The issue here is finding an efficient way of allowing a user to move the door around, while it interacts and modifies the house mesh. I've been toying with CSG for Three.js, but I'm thinking that there might be a better algorithm for my use case. I feel it would be really costly to remove the cube from the scene, convert it to a CSG mesh, subtract, then convert back to a mesh and add it back into the scene on every frame until the user decides its location.
Is CSG the wrong approach here? Should I modify the vertices directly? If so, how would I go about calculating/adding the vertices needed to create an 'indention' in the square? Really, I'm looking for what game and 3D application programmers consider best practice for handling a case like this. How does an application like SketchUp handle things like pushing/pulling geometry?
Thanks.
Personally I think that CSG is best for polygon-soup kind of geometry, where you don't have much of knowledge about your mesh and its topology. CSG uses quite heavy computations and should fit almost all tasks you may have but it may also give you some problems, like the lack of symmetry or some precision issues.

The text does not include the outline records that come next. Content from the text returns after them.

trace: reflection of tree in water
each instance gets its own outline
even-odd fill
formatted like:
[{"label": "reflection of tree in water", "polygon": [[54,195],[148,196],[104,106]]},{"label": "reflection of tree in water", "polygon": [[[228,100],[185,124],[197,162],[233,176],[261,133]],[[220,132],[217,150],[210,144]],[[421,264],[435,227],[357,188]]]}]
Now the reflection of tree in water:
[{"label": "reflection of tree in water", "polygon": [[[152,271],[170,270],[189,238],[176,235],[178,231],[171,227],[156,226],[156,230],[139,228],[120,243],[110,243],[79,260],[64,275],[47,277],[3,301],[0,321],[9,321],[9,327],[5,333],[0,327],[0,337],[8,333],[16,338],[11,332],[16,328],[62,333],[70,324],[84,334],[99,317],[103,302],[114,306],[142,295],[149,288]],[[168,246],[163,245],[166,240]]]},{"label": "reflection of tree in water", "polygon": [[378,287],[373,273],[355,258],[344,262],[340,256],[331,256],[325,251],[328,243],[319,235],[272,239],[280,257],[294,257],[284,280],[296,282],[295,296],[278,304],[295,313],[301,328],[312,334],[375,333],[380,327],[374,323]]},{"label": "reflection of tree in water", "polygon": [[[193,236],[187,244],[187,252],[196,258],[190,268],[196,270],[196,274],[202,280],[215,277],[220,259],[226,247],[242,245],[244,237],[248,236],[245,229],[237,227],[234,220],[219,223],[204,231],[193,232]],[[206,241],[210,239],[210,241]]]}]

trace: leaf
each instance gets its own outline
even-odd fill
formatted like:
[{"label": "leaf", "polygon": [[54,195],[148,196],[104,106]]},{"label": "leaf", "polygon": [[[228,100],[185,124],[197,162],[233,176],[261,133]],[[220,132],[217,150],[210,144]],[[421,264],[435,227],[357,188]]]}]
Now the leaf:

On the other hand your geometry is very simple and you want to create it on the fly so there's not much sense creating two simple cubes and running heavy CSG over those.
If I had similar task I'd just create this geometry by hand, it's very simple:
First, start of a simple 2D shape, not 3D geometry and imagine you divide your wall into 3 parts - left of the doors, right of the doors, above the doors. You may notice you get just 3 rectangles, with positions and sizes depending on the positions and sizes of your wall and the doors. This gives you just 6 triangles which are basically the front of your wall. Now you add 6 similar triangles at some small distance (but remember to mirror their normals) and you have a second side of your wall. You need also 8 narrow rectangles to connect both sides of the geometry and you're done.
I don't give you any specific equations because it's really basic math, like + and - but if you still have problem I may help you further. I think you may have more problems with actual mesh data, like vertex indices, etc. but it's a great exercise, to learn about mesh internals.
BTW: It could be better for you to split the wall into 5 parts, instead of 3, it would give you a bit nicer mesh but I don't want to overcomplicate it for now.
BTW 2: You may also extend this solution to use more doors/windows in future, but let's stick to your question for now :).